Historic house in Wisconsin, United States

The Julia B. and Fred P. Bowen House is a historic house built in 1869 in Richland Center, Wisconsin. In 1996 the house was added to the National Register of Historic Places, locally significant as an example of Italianate architecture, and for its association with Julia Busby Bowen, who worked for women's suffrage.

Julia Busby was born in 1840 in New York. She studied at Alfred University, where she was impressed by a painting teacher, Abigail Ann Allen, who spoke up for women's rights. In 1860 Julia married S.N. Waite and they moved to the South, where they were imprisoned by the Confederacy during the Civil War. Julia's husband escaped and later died in battle. Julia was released, and the young widow eventually came to teach in Richland Center where her brother was sheriff.

Frederick Phelps Bowen was born in 1835 and came to Richland Center in 1854, where he and his brother started Bowen's Mill. He also ran a drugstore, a tannery and a livestock dealership.
Fred and the new teacher married, and in 1869 Frederick built Julia a house that was stylish and modern for the time.

The 1869 main block is two-story, rectangular, with walls of red brick, and a low-pitched hip roof. Double brackets support the eaves, clearly Italianate in style. The windows are flanked by shutters and a polygonal bay window protrudes from the west wall. The roof was originally covered with cedar shingles. The house originally had a one-story entry porch, and a one-story wooden cookhouse attached to the east side. Inside the front door is an entrance hall, with a staircase with a carved wood rail leading upstairs. The first story contains formal rooms: parlor, library, second parlor, and dining room. Upstairs are four bedrooms. Julia wanted a "modern house," with wood-burning stoves in each room and no fireplaces.

In the 1880s the cookhouse was replaced with a 2-story kitchen wing, with a Second Empire-styled mansard roof. The wing also contained a laundry room, a bath, and a pantry with a built-in icebox.

As mentioned above, Julia was a leader in the early women's suffrage movement. In 1876 she and Mrs. D.E. Pease were the first women to serve on the Richland Center school board. In 1882 she was involved in starting a Richland Center Woman's Club whose written aim was to "aid social, intellectual, and philanthropic interests," but whose true aim was women's suffrage. They met at the home of Laura Briggs James and elected Julia their first president. She told them "we must be as wise as serpents and as harmless as doves if we are to make converts to our course." Two months later, Julia and a delegation from Richland Center attended a convention in Madison to form the Wisconsin State Suffrage Association; 11 of the 34 delegates came from Richland Center, giving an idea of the importance of Julia's group at the state level. In 1884 the state-level association held its first annual convention in Richland Center.

In 1883 Julia and the Woman's Club played a role in getting a new schoolhouse built in Richland Center. She was also involved in the temperance movement.
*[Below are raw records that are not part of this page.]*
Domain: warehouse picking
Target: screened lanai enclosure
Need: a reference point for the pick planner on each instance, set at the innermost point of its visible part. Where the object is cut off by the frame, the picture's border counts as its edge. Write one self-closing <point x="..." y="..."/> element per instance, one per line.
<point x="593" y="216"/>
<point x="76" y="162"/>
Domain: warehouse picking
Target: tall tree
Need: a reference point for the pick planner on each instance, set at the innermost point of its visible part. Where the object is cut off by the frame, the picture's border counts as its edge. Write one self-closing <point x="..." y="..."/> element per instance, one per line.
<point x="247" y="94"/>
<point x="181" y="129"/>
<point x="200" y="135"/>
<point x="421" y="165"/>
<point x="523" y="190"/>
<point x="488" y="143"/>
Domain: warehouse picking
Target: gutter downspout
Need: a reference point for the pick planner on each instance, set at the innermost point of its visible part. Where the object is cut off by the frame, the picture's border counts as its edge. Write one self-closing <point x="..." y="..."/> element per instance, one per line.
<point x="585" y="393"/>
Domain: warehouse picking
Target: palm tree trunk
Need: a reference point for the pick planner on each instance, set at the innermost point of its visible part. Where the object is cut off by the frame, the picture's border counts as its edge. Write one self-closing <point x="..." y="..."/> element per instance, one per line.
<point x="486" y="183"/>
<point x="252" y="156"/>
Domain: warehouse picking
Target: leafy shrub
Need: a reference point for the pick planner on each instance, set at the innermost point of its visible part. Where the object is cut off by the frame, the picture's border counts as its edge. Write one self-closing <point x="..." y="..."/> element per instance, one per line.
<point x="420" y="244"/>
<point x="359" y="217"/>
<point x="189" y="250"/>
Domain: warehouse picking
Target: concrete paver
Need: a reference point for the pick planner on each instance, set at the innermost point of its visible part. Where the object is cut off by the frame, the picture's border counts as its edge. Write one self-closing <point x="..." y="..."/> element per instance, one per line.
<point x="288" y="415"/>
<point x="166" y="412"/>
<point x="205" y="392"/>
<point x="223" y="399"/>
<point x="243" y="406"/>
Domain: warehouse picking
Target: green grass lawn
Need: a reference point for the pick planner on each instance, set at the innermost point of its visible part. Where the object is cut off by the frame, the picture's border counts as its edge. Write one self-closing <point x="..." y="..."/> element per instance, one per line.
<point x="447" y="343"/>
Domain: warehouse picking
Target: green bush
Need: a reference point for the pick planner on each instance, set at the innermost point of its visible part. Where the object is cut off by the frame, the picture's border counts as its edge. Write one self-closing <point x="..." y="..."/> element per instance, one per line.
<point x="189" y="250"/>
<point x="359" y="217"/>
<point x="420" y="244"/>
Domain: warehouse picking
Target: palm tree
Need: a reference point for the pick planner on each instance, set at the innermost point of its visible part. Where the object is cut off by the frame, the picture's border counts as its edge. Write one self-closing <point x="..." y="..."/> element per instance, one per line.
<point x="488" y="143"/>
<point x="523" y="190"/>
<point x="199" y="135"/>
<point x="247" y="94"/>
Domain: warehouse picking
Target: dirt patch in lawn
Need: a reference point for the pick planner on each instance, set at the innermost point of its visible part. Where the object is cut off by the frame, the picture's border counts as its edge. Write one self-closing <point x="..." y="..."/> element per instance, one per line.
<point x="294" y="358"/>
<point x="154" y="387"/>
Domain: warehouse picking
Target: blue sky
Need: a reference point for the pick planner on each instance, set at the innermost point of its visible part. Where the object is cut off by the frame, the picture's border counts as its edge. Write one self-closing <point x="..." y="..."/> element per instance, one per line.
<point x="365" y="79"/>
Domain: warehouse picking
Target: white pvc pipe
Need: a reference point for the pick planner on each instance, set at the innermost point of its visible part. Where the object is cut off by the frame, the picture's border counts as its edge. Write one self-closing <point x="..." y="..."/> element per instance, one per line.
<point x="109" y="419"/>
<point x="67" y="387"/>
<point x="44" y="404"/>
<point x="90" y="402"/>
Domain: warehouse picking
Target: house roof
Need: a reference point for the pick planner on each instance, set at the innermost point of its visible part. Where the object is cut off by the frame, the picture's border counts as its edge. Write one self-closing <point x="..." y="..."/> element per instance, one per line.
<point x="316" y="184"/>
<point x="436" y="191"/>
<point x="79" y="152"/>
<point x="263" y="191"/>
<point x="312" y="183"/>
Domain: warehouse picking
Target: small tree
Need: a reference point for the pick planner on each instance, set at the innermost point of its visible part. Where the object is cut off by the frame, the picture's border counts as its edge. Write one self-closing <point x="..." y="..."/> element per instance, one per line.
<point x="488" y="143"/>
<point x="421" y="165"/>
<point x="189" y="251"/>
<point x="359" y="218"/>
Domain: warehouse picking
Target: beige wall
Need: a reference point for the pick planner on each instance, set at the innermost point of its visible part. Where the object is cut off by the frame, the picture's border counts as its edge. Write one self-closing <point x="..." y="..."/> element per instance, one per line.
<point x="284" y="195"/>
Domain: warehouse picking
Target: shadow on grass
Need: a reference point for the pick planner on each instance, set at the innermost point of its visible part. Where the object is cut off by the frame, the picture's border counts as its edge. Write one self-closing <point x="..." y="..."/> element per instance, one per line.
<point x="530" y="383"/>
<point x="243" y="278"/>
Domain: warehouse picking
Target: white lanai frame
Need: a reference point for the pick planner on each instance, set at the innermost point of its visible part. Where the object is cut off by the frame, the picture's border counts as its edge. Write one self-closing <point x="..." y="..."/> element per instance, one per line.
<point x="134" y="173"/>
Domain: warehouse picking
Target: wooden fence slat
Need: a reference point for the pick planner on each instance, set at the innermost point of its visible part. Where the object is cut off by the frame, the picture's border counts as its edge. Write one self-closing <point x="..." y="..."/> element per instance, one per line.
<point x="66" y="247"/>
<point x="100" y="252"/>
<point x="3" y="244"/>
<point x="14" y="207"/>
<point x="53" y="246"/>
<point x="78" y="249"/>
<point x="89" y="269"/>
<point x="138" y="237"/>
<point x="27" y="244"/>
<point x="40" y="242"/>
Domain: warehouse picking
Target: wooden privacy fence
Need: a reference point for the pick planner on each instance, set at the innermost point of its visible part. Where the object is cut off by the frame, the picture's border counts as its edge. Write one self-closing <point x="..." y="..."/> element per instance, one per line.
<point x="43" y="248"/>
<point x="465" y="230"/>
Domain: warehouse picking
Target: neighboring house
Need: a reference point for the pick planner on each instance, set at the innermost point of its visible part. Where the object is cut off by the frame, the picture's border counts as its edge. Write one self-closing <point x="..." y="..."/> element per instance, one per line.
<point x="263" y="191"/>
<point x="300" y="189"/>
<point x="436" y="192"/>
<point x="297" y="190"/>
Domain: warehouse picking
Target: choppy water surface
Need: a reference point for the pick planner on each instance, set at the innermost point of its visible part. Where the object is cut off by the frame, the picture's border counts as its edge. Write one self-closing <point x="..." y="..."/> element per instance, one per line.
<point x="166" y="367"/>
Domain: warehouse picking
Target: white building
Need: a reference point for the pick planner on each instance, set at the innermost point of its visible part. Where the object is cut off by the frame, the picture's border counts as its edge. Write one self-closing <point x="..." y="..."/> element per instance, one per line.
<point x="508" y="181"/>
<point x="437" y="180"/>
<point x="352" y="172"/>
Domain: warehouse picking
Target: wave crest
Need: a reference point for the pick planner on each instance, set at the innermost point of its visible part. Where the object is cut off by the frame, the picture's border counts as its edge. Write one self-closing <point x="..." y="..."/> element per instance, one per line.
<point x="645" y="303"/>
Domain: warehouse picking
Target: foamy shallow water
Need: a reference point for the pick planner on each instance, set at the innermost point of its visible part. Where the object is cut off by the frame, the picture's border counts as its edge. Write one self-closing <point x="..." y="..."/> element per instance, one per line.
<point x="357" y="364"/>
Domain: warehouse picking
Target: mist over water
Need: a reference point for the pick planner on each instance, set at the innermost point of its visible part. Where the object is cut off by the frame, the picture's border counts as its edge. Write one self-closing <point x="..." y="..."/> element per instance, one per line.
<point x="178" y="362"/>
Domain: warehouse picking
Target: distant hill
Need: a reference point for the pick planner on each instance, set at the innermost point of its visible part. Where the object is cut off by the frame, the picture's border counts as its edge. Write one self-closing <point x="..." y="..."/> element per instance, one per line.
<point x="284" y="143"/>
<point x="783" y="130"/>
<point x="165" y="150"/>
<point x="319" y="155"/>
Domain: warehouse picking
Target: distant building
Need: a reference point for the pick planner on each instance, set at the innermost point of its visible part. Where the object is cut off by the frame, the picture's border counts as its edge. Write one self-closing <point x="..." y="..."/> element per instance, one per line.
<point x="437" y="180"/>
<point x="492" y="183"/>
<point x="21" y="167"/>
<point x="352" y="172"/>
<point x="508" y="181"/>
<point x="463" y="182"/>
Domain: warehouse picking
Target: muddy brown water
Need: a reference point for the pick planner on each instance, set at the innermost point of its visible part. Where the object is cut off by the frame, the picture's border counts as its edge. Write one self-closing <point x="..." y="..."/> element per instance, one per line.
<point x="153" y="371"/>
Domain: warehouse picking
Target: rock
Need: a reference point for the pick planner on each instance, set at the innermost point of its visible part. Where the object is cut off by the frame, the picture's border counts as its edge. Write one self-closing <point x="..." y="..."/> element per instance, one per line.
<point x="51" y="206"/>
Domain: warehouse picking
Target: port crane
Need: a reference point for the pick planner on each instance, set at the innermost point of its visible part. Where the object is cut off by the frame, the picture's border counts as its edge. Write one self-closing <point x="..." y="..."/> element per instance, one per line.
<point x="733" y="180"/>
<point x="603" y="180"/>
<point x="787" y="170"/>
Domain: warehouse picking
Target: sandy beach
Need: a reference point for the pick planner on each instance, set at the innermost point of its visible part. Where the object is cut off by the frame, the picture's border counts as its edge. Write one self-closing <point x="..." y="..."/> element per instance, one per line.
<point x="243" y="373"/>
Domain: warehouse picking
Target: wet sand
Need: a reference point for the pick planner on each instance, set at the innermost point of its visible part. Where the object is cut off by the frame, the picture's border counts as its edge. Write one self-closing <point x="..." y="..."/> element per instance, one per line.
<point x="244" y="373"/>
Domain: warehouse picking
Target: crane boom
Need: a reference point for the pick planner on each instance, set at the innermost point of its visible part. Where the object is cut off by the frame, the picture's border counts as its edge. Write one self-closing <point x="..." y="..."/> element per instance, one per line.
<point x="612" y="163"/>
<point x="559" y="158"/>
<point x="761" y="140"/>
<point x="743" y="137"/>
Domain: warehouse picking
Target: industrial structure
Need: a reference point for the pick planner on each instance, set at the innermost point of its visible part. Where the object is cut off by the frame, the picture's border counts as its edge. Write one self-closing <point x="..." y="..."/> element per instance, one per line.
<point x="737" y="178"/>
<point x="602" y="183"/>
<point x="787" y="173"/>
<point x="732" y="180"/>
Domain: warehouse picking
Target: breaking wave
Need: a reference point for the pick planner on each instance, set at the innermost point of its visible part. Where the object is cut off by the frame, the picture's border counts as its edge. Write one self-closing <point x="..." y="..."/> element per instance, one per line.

The Richland Center Woman's Club also cared for the poor, looked out for imprisoned women, arranged funerals for the needy, established a farmer's market, and helped establish a library.

In 1908 Julia and Fred's son-in-law Grant Ross replaced the original porch with the grander portico over the front door and the porch and balcony that run across the front. The columns are slender, with Ionic capitals, and the style of the porch is Classical Revival.

Still, the Bowen home is probably the best remaining symbol of the women's suffrage pioneers in Richland Center. Laura James and her husband had a fine house, and her daughter Ada was prominent in the second generation of suffragettes in Wisconsin, but Ada later remodeled their house, while the Bowen house is largely intact.